March 30 () –
The diversity of sizes in modern cetaceans (whales and dolphins) -from 1.5 to 30 meters- it came much later in its evolution than expected, a new fossil study reveals.
To get a more detailed look at cetacean evolution, a team of scientists, including Dr Travis Park and Dr Gustavo Burin, both Leverhulme Post-Docs at the Natural History Museum (NHM), collected body length measurements of 345 different species, including 89 living species and 256 fossil lineagesin the largest dataset of its kind. His article is published in Current Biology.
By comparing the body lengths of living and fossil species, an approach rarely taken, the research revealed that evolutionary trends in cetacean size remained roughly the same for more than 20 million years after they entered the ocean.
While whales of all sizes existed during this period, they all evolved towards an optimal length of around 12.5 meters longwhich is about the size of a humpback whale.
Lead co-author Dr. Gustavo Burin said it’s a statement: “While previous studies have looked at the evolution of cetacean body size, few had combined measures of living and fossil species, and none were as comprehensive in terms of species included.”
“The inclusion of fossils fills in many gaps in the evolution of these animals, showing that evolutionary patterns in body size are much less obvious than expected. This is an interesting finding that shows the limitations of excluding extinct species from studies of evolutionary trends.“.

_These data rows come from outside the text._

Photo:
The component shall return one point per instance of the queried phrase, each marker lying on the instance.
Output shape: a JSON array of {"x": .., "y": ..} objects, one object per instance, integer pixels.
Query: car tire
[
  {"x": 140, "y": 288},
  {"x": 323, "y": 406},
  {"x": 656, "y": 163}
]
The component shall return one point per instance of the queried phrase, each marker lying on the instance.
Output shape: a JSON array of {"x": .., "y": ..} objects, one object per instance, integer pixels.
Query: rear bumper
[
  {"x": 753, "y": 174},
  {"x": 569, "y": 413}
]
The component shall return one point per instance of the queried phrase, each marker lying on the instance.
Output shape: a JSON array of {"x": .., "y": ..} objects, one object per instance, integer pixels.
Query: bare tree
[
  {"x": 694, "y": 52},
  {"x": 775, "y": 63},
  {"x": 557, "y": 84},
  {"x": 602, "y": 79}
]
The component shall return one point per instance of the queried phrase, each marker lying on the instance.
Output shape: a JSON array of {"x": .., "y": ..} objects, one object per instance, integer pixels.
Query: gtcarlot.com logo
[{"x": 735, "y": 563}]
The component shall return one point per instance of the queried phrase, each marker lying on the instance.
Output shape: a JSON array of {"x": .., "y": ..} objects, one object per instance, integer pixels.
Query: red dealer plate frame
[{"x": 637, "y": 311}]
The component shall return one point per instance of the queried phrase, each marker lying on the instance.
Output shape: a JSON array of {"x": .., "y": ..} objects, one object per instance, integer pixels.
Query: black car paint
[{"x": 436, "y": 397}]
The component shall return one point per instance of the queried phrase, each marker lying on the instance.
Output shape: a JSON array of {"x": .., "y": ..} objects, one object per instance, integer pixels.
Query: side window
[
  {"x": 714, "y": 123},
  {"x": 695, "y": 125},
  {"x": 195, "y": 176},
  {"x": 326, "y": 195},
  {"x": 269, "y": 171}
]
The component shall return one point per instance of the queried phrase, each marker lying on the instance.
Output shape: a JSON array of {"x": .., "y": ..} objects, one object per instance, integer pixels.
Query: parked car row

After a shift toward evolving larger sizes early in their evolution, this trend remained constant for millions of years. A second change occurred about 30 million years ago, when the ancestors of modern dolphins adapted to become fast-moving, agile predators.
However, the most extreme size adaptations only take place in individual branches of the cetacean family much closer to the present. For example, the average ancestor size of baleen whales increased by up to 175%.
The researchers looked at the changes by visualizing them as adaptive landscapes, where evolution is seen as a series of peaks and troughs. The best features in a given environment are represented as spikes, and the higher they are, the more benefits they provide.
The team found that when fossil cetaceans were included with living species, the peaks in body size disappeared. Instead, they found that the adaptive landscape was mostly flat, with few peaks.
THE SIZE OF A GOAT
The first cetaceans were goat-sized animals that lived on the shores of lakes and rivers, spending time both in and out of the water. Over time, their descendants became more and more adapted to life in the water, before leaving the earth completely.
Species that return to the water after living on land are known as secondarily aquatic and, in addition to cetaceans, include animals such as penguins and crocodiles.
These species face a unique set of challenges after moving into the water, and evolving to become larger is one way to solve many of them.
Dr Travis Park, co-lead author of the paper, said: “Many lineages that return to the water tend to increase in size soon after making this transition, as this is often an advantage. For example, small species lose heat rapidly under Water, so getting bigger can help maintain body temperature.”
“Returning to the water could also release evolutionary constraints imposed by forces like gravity, allowing much larger bodies to develop. It’s hard to say which is the most important cause, since body size is decided by a variety of different factors, all acting together“.
For example, the minke whale, the smallest baleen whale, experienced a general decline in size. It has recently been suggested that this may allow the species to target smaller, more maneuverable krill patches at night, when other whales are not as active.
More than a third of all skull measurements used in the article come from Natural History Museum specimens, and total length data for 1,659 individuals were retrieved from the NHM cetacean stranding database, demonstrating the importance of the museum’s collections and research.
In the future, the team of scientists responsible for this latest research wants to apply a similar approach to other secondary aquatic animals, with seals next to be observed. Over time, they hope to see how these groups have changed and how competition between them might have affected their mutual evolution.